Escrito por Milena Ovídio Valoura [*]
É visível, no contexto moderno das relações tributárias, que o fenômeno da tributação ultrapassou o objetivo de financiar as despesas públicas e passou a servir de meio de intervenção direta na ordem econômica e social. Parte disso se deve às constantes mudanças na estrutura socioeconômica da sociedade a partir do século XX, que revelaram a necessidade de adoção de medidas tributárias mais coercitivas por parte do Estado, fazendo despontar a sua finalidade regulatória – ou extrafiscal.

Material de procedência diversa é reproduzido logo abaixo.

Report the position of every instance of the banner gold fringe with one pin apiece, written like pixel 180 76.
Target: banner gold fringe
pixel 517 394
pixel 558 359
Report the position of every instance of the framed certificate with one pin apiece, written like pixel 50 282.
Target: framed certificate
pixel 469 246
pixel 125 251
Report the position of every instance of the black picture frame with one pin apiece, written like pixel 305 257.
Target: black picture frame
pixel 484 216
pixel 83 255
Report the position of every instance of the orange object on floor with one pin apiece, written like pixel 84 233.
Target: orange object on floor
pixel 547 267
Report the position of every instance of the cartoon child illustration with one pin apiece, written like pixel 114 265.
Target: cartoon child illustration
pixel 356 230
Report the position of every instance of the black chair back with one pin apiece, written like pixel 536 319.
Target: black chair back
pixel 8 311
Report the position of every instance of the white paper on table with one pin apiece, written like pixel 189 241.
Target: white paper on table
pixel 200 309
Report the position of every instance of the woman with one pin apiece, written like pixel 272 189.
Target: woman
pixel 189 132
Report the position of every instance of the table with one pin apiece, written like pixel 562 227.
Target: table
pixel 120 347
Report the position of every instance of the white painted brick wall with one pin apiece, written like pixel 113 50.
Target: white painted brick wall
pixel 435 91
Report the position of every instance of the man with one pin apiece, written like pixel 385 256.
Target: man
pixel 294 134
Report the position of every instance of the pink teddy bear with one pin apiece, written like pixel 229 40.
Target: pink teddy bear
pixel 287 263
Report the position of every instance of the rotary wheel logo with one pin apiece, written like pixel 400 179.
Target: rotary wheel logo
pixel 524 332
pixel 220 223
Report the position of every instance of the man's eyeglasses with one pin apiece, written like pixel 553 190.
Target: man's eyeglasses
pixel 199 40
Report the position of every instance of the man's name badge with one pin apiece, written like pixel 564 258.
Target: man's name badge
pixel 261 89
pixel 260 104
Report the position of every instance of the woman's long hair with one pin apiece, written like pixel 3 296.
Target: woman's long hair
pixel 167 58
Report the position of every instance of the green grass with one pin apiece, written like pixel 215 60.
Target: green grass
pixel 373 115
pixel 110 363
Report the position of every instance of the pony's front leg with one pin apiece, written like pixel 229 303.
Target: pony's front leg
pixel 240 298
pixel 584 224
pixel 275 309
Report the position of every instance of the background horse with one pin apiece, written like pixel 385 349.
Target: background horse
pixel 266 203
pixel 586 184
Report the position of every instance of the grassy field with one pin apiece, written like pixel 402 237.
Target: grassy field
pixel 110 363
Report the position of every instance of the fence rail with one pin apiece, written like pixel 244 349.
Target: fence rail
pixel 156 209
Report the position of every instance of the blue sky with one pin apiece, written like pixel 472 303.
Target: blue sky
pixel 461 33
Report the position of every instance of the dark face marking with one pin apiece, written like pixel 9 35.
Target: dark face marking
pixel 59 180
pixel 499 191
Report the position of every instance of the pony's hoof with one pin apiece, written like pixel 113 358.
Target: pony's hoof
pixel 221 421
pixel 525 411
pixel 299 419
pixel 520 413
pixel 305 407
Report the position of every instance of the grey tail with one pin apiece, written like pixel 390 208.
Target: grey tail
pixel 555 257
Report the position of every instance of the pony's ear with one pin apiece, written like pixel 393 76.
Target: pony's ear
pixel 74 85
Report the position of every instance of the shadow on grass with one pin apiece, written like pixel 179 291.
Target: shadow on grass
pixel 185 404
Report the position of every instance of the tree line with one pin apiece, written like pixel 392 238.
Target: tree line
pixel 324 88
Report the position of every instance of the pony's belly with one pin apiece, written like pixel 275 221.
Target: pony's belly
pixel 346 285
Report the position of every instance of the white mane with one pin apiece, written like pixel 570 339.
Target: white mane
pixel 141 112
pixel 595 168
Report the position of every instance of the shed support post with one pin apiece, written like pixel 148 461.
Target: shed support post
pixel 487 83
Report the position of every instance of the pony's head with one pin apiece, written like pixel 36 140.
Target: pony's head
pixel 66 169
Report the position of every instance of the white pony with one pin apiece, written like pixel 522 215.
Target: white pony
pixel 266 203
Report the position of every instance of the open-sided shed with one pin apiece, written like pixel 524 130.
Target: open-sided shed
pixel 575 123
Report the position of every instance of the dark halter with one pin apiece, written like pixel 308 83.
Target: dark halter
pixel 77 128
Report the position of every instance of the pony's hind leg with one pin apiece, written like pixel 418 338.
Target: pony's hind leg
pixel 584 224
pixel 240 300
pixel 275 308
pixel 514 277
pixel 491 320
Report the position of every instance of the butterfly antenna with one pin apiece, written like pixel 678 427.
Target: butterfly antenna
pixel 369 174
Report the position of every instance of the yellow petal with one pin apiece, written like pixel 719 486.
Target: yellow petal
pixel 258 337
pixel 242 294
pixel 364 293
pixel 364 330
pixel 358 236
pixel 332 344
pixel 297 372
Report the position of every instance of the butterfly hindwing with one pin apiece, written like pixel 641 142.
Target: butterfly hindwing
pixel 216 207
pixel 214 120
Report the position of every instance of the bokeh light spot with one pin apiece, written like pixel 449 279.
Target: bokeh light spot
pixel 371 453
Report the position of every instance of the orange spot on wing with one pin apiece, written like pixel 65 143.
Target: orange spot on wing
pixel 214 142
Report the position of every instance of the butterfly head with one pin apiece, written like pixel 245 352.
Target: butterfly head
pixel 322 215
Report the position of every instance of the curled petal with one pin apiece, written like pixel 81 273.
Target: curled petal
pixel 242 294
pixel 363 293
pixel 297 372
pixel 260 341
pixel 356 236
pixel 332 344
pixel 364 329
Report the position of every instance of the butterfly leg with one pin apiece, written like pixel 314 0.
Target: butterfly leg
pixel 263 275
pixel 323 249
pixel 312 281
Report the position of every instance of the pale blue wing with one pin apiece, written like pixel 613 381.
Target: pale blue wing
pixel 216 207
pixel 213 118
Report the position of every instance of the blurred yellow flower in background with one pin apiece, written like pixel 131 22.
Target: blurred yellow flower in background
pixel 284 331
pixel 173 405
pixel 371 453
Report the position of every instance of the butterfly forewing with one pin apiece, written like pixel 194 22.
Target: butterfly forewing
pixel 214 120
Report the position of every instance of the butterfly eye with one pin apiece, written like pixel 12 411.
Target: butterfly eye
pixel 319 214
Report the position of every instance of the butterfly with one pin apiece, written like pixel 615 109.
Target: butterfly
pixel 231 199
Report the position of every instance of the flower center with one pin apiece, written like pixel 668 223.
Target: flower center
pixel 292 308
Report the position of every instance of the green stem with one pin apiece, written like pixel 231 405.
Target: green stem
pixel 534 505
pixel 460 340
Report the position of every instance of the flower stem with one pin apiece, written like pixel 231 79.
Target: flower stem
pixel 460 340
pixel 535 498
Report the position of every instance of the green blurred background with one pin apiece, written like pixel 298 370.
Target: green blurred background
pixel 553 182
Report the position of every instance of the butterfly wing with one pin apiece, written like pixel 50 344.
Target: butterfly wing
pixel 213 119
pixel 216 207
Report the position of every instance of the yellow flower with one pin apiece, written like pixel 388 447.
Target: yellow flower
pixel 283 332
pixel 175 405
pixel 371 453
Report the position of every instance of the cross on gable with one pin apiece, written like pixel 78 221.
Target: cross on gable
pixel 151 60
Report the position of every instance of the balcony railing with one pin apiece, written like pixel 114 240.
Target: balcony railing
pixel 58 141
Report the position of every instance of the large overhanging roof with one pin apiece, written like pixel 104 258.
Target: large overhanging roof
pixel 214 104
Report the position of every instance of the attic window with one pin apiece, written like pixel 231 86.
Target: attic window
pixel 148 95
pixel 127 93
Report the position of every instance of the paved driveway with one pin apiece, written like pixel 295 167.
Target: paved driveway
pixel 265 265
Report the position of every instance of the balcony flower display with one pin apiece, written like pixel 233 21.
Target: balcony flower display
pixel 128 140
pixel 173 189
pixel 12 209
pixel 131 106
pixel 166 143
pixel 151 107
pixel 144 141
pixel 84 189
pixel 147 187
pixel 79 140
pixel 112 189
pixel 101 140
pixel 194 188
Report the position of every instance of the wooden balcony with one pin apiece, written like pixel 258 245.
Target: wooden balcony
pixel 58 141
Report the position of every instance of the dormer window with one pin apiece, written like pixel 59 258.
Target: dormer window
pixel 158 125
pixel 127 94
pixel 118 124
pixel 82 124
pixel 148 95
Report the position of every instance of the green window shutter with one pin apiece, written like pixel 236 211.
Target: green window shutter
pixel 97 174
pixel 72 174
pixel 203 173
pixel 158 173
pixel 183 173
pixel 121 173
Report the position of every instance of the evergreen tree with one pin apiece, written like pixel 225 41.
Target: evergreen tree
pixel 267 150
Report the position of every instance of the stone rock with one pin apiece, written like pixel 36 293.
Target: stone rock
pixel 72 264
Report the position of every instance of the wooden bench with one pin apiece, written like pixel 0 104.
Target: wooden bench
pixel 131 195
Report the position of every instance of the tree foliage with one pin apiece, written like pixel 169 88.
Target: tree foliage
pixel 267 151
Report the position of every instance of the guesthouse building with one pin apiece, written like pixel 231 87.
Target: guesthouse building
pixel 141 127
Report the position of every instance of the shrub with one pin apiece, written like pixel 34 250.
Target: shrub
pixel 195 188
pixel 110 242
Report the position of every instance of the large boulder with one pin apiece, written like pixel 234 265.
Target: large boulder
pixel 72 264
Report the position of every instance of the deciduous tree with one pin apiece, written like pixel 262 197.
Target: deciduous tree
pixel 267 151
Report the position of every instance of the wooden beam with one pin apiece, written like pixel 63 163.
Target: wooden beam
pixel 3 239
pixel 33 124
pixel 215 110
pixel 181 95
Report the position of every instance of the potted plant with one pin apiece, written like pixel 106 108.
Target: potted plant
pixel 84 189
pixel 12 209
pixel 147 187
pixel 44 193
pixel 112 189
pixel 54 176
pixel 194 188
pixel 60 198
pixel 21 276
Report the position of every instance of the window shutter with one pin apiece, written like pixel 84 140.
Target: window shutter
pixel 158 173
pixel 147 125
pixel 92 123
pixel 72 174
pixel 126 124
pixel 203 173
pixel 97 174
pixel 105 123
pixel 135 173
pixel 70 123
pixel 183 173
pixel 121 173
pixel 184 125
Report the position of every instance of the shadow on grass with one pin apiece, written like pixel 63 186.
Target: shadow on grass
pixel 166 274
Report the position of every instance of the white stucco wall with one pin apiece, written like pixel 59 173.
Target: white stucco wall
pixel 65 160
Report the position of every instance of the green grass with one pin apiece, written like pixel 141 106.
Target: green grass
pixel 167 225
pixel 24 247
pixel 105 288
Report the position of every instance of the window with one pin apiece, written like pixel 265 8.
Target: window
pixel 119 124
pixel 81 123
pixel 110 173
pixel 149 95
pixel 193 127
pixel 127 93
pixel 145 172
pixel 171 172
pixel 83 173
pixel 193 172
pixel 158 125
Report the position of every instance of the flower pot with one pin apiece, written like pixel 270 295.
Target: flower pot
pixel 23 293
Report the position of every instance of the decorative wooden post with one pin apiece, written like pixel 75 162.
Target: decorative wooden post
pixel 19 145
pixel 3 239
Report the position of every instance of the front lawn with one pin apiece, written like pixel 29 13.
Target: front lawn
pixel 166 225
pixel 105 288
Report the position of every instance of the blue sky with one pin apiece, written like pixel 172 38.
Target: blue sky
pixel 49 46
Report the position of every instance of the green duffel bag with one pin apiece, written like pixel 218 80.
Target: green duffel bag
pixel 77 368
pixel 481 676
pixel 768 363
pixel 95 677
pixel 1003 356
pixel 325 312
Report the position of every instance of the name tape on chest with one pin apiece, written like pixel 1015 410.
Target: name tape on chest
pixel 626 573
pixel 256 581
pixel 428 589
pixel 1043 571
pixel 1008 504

A extrafiscalidade tem por pressuposto básico influir na conduta dos contribuintes, valendo-se da incidência dos tributos para proteger outras prerrogativas constitucionais além da manutenção do orçamento público, mas não necessariamente é critério excludente do aspecto arrecadatório. Em suma, há uma dupla finalidade: as normas predominantemente fiscais podem obter recursos para destinar ao custeio de determinadas garantias, bem como as normas evidentemente extrafiscais podem – além de arrecadar para os cofres públicos – projetar efeitos diretos nos padrões de vida e nos direitos básicos através de desestímulos e incentivos, contribuindo para a busca pelo desenvolvimento humano e econômico sustentáveis.
É nesse contexto de rompimento com o modelo puramente arrecadatório que emerge a possibilidade de que a matriz tributária se ocupe também de questões sociais e passe a atribuir à exação um viés de defesa dos valores constitucionais. O Estado utiliza a tributação como instrumento de intervenção indutiva na ordem econômica para alcançar um objetivo social e coletivo necessário ou desejável, a exemplo da preservação ou recuperação dos ecossistemas.
Partindo desse pressuposto é que devemos analisar o Imposto Seletivo (IS), instituído pela Emenda Constitucional (EC) n. 132/2023. Dentre todas as alterações introduzidas pela reforma tributária em nosso ordenamento jurídico, o IS se destaca pelo seu elevado potencial de interferência na economia nacional e na regressividade da tributação brasileira, porquanto idealizado como um instrumento extrafiscal.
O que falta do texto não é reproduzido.